Given the fact that diverting fracturing technique can improve the effective stimulation reservoir volume, and the currently-used temporary plugging materials of chemical particles and fibers are difficult to pass through sand-control completion tools and enter into fractures due to their solid nature, this work thus developed a novel temporary plugging agent (TPA) with multiphase transition properties at different temperatures. Laboratory and field experiments were both conducted to study its feasibility on industrial field applications.
Laboratory experiments were first carried out to investigate the properties of this TPA, including multiphase transition temperature and time, plugging strength, compatibility with other fluids, and core permeability damage, in order to guide the design of plugging agent dosage, fracturing construction parameters, and wellbore-fracture temperature. Then, field experiments were conducted to demonstrate its feasibility on actual field applications. Well A and Well R with almost the same geological and engineering conditions were chosen in this experiment where Well A adopted the developed novel technique and Well R, as a comparison well, adopted a conventional fracturing technique.
The results from the laboratory experiments indicated that the performance of this TPA met the requirements of industrial standards. With an increase in temperature, this TPA underwent a solution (liquid state) - gel (semi-solid state) - solution (liquid state) transition to meet the needs of different stages in a fracturing treatment, and its multiphase transition speed was controllable. Its plugging strength was positively correlated with its plugging length, with a gradient of 8.9MPa/m. This TPA had good compatibility with other fluids and little damage to rock permeability, only 2%, much less than 25% specified in the standard.
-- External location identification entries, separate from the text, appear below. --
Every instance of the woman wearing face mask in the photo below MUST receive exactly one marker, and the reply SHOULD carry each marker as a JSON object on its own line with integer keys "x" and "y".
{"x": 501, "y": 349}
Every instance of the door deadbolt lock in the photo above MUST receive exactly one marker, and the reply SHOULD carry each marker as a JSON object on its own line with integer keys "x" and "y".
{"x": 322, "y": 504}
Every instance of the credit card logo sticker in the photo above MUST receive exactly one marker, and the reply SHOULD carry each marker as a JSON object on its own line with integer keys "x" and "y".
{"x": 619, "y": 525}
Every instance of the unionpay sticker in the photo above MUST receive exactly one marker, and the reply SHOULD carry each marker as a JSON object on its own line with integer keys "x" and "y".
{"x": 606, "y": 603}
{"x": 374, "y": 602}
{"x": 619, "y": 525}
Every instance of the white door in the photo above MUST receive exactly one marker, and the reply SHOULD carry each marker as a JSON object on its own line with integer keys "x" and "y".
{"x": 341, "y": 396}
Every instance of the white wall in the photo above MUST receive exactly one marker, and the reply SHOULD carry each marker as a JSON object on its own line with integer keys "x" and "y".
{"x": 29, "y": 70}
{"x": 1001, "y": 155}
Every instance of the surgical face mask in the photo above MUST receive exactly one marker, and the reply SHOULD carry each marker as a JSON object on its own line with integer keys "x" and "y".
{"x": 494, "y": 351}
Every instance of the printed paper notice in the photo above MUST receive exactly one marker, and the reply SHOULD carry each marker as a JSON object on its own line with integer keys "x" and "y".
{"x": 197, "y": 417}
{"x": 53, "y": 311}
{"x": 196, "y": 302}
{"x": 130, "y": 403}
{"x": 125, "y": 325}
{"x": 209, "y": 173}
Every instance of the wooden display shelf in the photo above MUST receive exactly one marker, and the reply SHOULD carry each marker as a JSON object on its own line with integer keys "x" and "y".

The results from the field experiments demonstrated that this innovative technique was feasible and effective. The construction curve of Well A indicated that the construction pressure increased by 3.1MPa and the formation broke again after injecting this TPA. The micro-seismic monitoring also supported this finding and showed that new fractures propagated to the north-by-east direction instead of the due west direction. Under the same production system, the initial daily gas production of Well A was 1.3 times that of Well R. After 100 days of production, the daily gas production of Well A was 1.5 times that of Well R.